Final answer:
The maximum torque on a ball projected at an angle occurs at the highest point of its trajectory because the horizontal distance (lever arm) from the point of projection to the ball is at its maximum, and the gravitational force acts as a constant force.
Step-by-step explanation:
The question you're asking about involves understanding the concept of torque in projectile motion. When dealing with an object projected at an angle, such as a ball, torque is the product of the force applied to the ball and the perpendicular distance from the pivot point to the line of action of the force. In the absence of any external forces other than gravity, like air resistance, the only force acting on the ball when it is at the highest point of its trajectory will be gravity, which acts downward.
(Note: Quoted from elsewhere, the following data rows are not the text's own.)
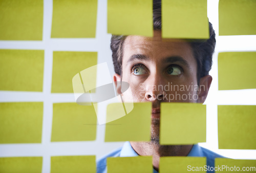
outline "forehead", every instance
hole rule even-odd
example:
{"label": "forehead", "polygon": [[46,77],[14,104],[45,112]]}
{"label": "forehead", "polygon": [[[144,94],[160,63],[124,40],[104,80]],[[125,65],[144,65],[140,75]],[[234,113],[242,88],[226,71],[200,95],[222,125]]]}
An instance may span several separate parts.
{"label": "forehead", "polygon": [[131,56],[142,54],[152,61],[163,61],[163,59],[172,56],[184,58],[192,66],[197,66],[196,61],[188,42],[183,39],[162,39],[160,31],[154,31],[153,37],[128,36],[123,47],[123,64]]}

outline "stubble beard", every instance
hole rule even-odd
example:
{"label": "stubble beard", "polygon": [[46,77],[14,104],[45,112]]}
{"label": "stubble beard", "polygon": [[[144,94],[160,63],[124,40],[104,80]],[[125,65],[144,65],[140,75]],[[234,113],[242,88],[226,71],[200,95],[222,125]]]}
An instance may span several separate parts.
{"label": "stubble beard", "polygon": [[151,142],[159,145],[160,118],[152,119],[151,124]]}

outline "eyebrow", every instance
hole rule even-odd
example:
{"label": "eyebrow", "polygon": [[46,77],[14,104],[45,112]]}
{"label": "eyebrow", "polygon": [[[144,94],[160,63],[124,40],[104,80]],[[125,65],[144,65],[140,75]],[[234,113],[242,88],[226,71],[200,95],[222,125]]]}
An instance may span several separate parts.
{"label": "eyebrow", "polygon": [[[132,55],[128,61],[127,61],[126,65],[129,65],[133,61],[135,60],[145,60],[149,61],[150,59],[147,56],[143,54],[134,54]],[[174,62],[180,62],[182,64],[187,67],[187,68],[190,69],[190,66],[183,58],[179,56],[170,56],[167,58],[164,58],[162,60],[162,63],[174,63]]]}
{"label": "eyebrow", "polygon": [[179,56],[170,56],[166,58],[164,58],[162,61],[163,63],[179,62],[183,66],[187,67],[188,68],[191,69],[191,67],[187,62],[183,58]]}
{"label": "eyebrow", "polygon": [[131,63],[136,60],[148,61],[150,60],[150,58],[147,56],[146,56],[145,55],[143,54],[134,54],[131,56],[129,59],[127,61],[126,65]]}

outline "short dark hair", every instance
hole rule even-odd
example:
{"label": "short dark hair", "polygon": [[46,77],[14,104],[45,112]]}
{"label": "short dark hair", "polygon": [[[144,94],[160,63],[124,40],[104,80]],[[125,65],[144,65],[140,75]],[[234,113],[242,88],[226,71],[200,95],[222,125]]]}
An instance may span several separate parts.
{"label": "short dark hair", "polygon": [[[162,14],[161,1],[153,2],[153,26],[154,30],[162,30]],[[210,37],[207,40],[187,39],[190,44],[193,55],[197,63],[197,77],[198,83],[200,79],[209,74],[212,64],[212,54],[214,52],[216,40],[212,25],[209,22]],[[122,75],[123,45],[127,36],[113,35],[110,47],[112,51],[112,58],[115,72]]]}

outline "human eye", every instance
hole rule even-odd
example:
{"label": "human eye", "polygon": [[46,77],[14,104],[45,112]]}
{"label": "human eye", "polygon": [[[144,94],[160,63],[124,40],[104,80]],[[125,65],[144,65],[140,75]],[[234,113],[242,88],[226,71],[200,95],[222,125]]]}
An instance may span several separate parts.
{"label": "human eye", "polygon": [[147,73],[145,67],[141,63],[136,64],[132,69],[132,73],[135,75],[140,75]]}
{"label": "human eye", "polygon": [[183,72],[182,69],[178,65],[171,65],[167,69],[167,74],[171,75],[179,75]]}

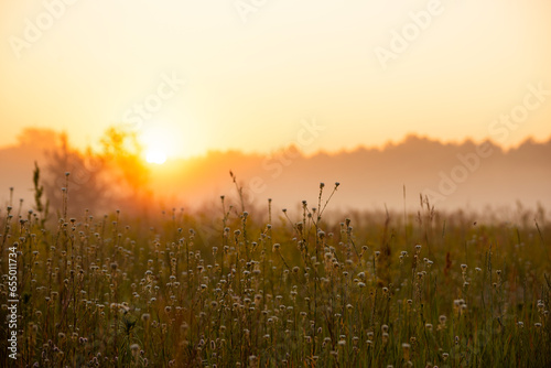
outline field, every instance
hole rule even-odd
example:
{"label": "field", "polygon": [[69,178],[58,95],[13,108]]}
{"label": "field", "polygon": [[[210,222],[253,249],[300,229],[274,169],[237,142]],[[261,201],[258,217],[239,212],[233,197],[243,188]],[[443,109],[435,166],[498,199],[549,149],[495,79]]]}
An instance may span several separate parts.
{"label": "field", "polygon": [[2,208],[1,317],[14,275],[19,335],[0,366],[551,366],[544,210],[339,215],[337,186],[292,209]]}

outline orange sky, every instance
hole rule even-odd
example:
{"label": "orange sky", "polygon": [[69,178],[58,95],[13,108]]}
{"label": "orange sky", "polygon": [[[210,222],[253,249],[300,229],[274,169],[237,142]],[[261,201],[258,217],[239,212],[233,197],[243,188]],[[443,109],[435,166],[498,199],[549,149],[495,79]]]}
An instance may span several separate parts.
{"label": "orange sky", "polygon": [[550,14],[548,0],[2,0],[0,145],[28,126],[89,144],[125,120],[183,156],[543,140]]}

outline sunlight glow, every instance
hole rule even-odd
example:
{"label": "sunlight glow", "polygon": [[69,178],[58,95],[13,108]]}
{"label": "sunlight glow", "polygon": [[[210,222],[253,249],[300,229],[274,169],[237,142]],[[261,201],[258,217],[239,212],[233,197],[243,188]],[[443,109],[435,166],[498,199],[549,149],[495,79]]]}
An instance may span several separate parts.
{"label": "sunlight glow", "polygon": [[151,149],[145,153],[145,161],[149,163],[163,164],[166,162],[166,153],[160,149]]}

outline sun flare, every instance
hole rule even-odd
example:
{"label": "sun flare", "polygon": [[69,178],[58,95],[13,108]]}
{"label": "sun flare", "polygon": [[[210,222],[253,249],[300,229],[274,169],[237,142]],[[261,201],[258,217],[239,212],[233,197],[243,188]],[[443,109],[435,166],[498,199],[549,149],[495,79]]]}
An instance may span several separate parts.
{"label": "sun flare", "polygon": [[145,161],[158,165],[166,162],[166,153],[160,149],[150,149],[145,152]]}

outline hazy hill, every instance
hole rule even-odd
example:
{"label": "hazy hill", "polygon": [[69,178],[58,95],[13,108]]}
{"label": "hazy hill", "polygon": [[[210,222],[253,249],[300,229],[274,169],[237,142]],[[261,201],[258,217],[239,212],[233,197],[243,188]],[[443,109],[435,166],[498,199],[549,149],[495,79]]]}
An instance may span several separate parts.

Hence, at the highest point, the horizontal distance from the point of projection (assume point O is at the same level as the launching point and directly below the ball at its peak) to the ball is maximum, and therefore, the torque about point O due to gravity would also be maximum.
If we look at the options provided, a) The torque is maximum when the ball is at the highest point of its trajectory appears to be the correct choice. Since the horizontal distance is maximized at the highest point, the product of this distance (which acts as the lever arm) and the gravitational force (which is constant) will result in the maximum torque at this point. The torque is not independent of the position of the ball, nor is it maximal at the lowest point or the midpoint of its trajectory.